Oleh : H. Sujaya S. Pd. Gr.
(Dewan Penasihat DPP ASWIN)
Setiap tahun ajaran berakhir, ribuan siswa menantikan momen yang disebut “perpisahan sekolah”. Bagi banyak pihak, ini adalah puncak dari perjalanan panjang di bangku pendidikan. Namun, tak sedikit pula yang mempertanyakan: apakah perpisahan masih bermakna, atau justru telah bergeser menjadi ajang pamer dan pemborosan?

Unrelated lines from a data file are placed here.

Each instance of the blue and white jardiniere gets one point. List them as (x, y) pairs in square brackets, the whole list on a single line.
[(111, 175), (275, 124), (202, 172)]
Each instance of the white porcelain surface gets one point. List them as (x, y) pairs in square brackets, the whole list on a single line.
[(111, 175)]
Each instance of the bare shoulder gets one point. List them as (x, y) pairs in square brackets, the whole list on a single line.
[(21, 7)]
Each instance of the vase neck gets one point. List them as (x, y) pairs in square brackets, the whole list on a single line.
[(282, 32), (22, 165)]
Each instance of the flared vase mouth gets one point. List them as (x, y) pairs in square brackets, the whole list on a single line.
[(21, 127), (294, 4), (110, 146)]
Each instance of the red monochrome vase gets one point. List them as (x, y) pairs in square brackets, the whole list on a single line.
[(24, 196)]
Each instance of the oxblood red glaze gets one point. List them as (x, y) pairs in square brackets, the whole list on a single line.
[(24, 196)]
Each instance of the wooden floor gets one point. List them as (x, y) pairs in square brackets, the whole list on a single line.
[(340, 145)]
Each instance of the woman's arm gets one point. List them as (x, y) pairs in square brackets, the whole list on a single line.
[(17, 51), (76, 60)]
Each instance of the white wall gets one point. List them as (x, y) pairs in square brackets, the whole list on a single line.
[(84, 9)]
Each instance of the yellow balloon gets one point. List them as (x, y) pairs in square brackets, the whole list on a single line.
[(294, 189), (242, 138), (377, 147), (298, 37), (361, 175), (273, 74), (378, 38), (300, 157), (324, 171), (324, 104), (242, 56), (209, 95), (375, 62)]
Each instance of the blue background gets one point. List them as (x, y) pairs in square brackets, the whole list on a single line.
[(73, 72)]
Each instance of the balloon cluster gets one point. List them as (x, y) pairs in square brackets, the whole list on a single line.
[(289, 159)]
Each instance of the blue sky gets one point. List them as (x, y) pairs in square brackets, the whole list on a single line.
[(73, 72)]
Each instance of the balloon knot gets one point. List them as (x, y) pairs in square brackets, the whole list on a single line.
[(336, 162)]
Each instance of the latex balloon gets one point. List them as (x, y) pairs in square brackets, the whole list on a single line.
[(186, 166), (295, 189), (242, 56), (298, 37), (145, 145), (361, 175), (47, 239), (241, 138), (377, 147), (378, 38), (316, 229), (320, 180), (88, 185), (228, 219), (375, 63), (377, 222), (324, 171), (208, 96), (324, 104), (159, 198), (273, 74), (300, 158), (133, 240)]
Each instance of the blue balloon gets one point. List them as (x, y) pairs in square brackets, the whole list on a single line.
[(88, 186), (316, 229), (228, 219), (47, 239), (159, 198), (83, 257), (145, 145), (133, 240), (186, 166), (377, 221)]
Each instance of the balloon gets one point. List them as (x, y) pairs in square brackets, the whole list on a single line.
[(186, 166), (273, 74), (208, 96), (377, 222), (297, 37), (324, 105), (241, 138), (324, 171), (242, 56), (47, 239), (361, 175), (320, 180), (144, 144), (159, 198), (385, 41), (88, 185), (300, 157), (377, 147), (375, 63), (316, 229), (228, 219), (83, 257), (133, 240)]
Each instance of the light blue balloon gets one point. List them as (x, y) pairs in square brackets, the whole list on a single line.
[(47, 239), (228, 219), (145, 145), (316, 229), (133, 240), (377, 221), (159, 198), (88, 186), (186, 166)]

Di satu sisi, acara perpisahan dianggap sebagai momen penting untuk melepas kenangan, mengapresiasi perjuangan, serta memperkuat ikatan emosional antara siswa, guru, dan sekolah. Banyak pihak yang melihatnya sebagai bentuk penghargaan atas proses pendidikan yang telah dijalani. Lewat kegiatan ini, siswa bisa belajar mengelola emosi, mengungkapkan rasa terima kasih, dan merayakan prestasi bersama.

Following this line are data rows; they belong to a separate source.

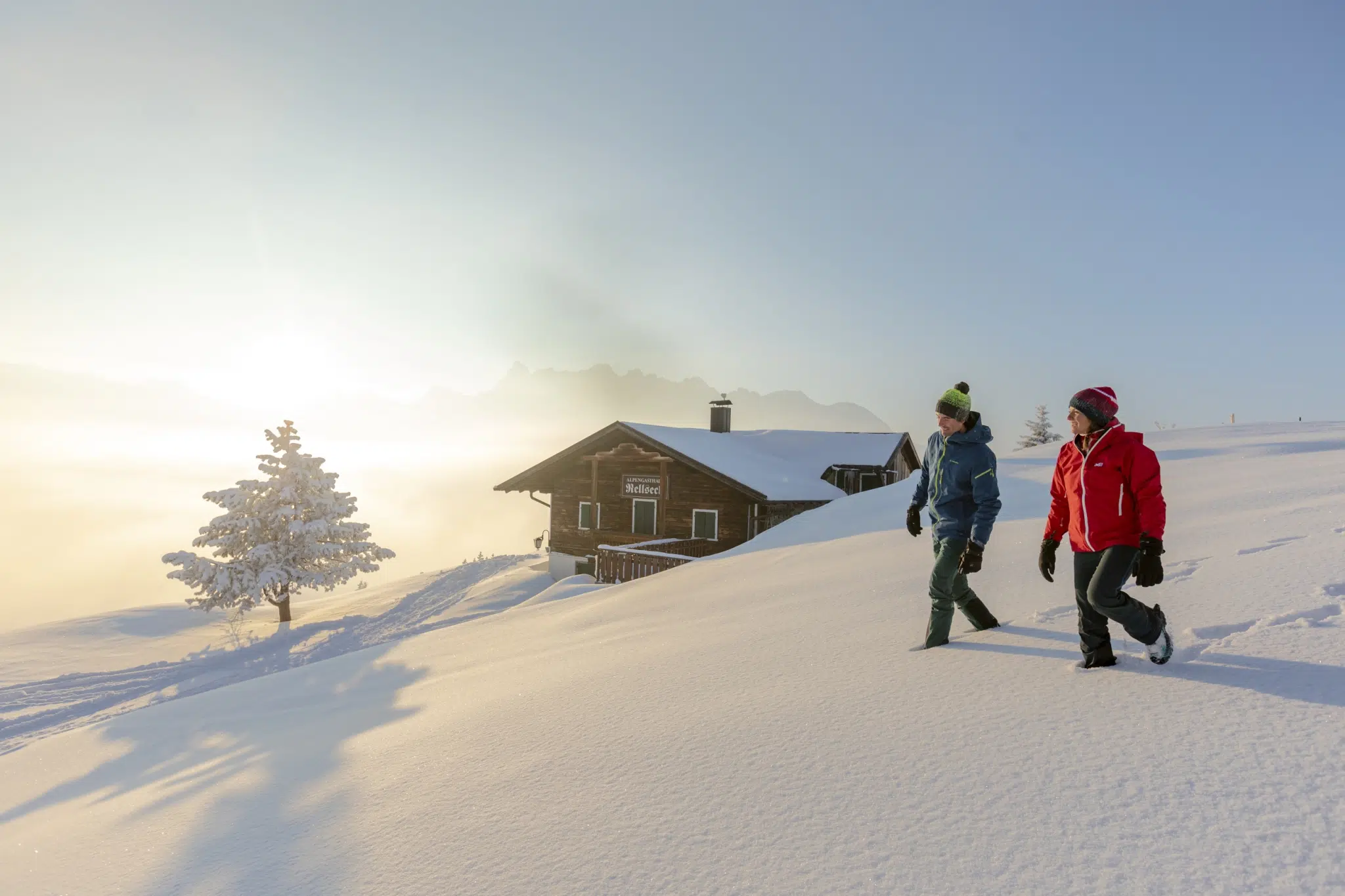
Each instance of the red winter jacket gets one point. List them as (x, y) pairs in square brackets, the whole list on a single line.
[(1109, 498)]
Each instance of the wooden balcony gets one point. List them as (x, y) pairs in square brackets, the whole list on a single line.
[(646, 558)]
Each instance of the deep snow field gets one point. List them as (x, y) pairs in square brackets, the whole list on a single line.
[(751, 723)]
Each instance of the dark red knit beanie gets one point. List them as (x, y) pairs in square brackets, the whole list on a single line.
[(1097, 403)]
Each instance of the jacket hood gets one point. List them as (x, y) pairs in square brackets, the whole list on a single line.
[(977, 433), (1118, 433)]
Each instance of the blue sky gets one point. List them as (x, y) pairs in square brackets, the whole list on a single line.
[(865, 202)]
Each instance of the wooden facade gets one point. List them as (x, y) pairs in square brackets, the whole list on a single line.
[(621, 472), (688, 490)]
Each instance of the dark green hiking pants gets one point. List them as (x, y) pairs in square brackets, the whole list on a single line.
[(1099, 578), (948, 589)]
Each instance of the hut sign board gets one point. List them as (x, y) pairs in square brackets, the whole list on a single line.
[(642, 486)]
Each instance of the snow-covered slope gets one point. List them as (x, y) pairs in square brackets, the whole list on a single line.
[(755, 725)]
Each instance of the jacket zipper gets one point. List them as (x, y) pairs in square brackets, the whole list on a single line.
[(938, 479), (1083, 489)]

Namun di sisi lain, muncul suara-suara miring dengan mengkritisi dan menyoroti sisi gelap dari perpisahan siswa. Tak jarang, perpisahan diwarnai oleh pesta mewah, sewa gedung mahal, busana serba glamor, hingga biaya kontribusi yang mencekik orang tua. Mirisnya, tidak semua siswa mampu mengikuti kegiatan ini. Ada yang terpaksa absen karena masalah biaya, atau hadir dengan rasa tidak nyaman karena perbedaan ekonomi yang mencolok.
Polemik ini menimbulkan pertanyaan penting: apakah perpisahan siswa masih mencerminkan nilai-nilai pendidikan yang hakiki?
Pendidikan seharusnya menanamkan nilai kesederhanaan, kebersamaan, dan kepekaan sosial. Sayangnya, dalam beberapa kasus, perpisahan justru melanggengkan ketimpangan dan mengaburkan nilai-nilai tersebut. Maka, sudah saatnya sekolah, orang tua, dan siswa mengevaluasi kembali konsep perpisahan.
Perpisahan tidak harus mahal untuk menjadi berkesan. Cukup dengan kemasan yang sederhana namun tetap penuh makna, misalnya kegiatan cukup di sekolah, pentas kreasi seni dari siswa sendiri, refleksi bersama, atau penanaman pohon kenangan dll. sudah bisa meninggalkan kesan mendalam. Yang terpenting adalah esensinya yaitu mengakhiri perjalanan dengan rasa syukur, solidaritas, dan harapan positif dan optimis.
Perpisahan bukan sekadar acara seremonial. Ia adalah bagian dari pendidikan karakter. Dan seperti halnya pendidikan itu sendiri, ia seharusnya membentuk jiwa, bukan hanya memuaskan mata.